ABSTRACT
Mixed effects regression models are widely used by language researchers. However, these regressions are implemented with an algorithm which may not converge on a solution. While convergence issues in linear mixed effects models can often be addressed with careful experiment design and model building, logistic mixed effects models introduce the possibility of separation or quasi-separation, which can cause problems for model estimation that result in convergence errors or in unreasonable model estimates. These problems cannot be solved by experiment or model design. In this paper, we discuss (quasi-)separation with the language researcher in mind, explaining what it is, how it causes problems for model estimation, and why it can be expected in linguistic datasets. Using real-linguistic datasets, we then show how Bayesian models can be used to overcome convergence issues introduced by quasi-separation, whereas frequentist approaches fail. On the basis of these demonstrations, we advocate for the adoption of Bayesian models as a practical solution to dealing with convergence issues when modeling binary linguistic data.
Acknowledgments
This work was supported by NSF grants BCS-1251343 to Jennifer Cole and Jose I. Hualde, BCS-1349110 and BCS-1431324 to Darren Tanner, and by a grant from the Illinois Campus Research Board (RB14158) to Darren Tanner. AK received financial support from an Illinois Distinguished Fellowship from the University of Illinois. KS received financial support from a Doctoral Fellowship from the Social Sciences and Humanities Research Council of Canada, and from an Illinois Distinguished Fellowship from the University of Illinois. This research was supported by equipment funded from the Office of the Vice-Chancellor of Research at the University of Illinois at Urbana-Champaign to JR. Thanks to Darren Tanner and Jennifer Cole for making their data available.
Disclosure statement
No potential conflict of interest was reported by the authors.
Notes
1. Due to space constraints, we leave out a full technical discussion of what convergence means for these models (and Bayesian models).
2. All items referenced as ‘supplementary materials,’ including .rda files containing full code and summarized data, may be found at //www.doi.org/10.17605/OSF.IO/ZHUJF.
3. This approach requires the analyst to focus on each estimated parameter rather than the traditional approach in some fields for omnibus tests followed by post-hoc tests. Due to space requirements, we do not fully address this, but only choose to say that there are Bayesian forms of this approach which could be implemented, but are themselves controversial (i.e. Bayes Factors).

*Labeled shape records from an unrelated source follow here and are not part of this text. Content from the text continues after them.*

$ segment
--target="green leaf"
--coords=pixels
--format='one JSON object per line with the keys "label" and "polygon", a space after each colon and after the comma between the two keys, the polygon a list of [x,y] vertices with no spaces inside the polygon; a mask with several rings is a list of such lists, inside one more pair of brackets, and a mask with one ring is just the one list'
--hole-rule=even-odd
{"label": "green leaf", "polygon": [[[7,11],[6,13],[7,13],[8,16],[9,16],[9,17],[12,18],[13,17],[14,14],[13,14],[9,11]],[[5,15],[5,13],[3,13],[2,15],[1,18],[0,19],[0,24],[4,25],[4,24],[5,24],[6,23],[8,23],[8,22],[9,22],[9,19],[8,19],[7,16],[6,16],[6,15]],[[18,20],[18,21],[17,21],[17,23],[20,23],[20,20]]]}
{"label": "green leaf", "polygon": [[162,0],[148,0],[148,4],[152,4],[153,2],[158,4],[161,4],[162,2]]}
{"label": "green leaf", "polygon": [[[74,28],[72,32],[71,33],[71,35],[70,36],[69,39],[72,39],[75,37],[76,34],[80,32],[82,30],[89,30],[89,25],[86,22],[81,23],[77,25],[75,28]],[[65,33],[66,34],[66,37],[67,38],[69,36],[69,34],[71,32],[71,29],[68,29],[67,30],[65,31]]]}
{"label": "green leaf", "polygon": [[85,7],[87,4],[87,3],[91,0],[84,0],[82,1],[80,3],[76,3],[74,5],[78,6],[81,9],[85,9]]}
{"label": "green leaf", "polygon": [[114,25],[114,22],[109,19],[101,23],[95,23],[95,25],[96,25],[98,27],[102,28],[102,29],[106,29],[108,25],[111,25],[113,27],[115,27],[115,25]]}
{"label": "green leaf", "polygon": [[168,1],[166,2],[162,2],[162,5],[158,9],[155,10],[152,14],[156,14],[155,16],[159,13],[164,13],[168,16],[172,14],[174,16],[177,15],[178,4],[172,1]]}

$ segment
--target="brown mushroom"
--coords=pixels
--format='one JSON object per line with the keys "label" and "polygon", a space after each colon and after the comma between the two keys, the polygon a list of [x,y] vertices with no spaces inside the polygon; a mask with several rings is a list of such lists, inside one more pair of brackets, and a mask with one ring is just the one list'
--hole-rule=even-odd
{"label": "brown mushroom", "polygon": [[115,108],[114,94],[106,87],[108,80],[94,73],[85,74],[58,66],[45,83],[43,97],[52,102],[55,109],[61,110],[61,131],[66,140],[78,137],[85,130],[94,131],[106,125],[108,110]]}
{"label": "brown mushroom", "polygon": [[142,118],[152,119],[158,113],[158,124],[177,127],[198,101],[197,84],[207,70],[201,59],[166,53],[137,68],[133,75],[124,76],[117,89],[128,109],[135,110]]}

In any case, the approach outlined here moves the researcher away from a p-value only statistical analysis to examining more of the statistical model relevant for a research question.
4. The model failed to converge with a max gradient of 0.006. This is close enough to a 0.002 threshold that allowing the algorithm to estimate for, say, ten times longer might have led to convergence. However, the model specified here took 1 day to run. From a practical standpoint, we believe that advocating for models which would take ten days to run would be unreasonable when there is a solution in the form of Bayesian approaches. We also tried many different optimizers, none of which achieved convergence.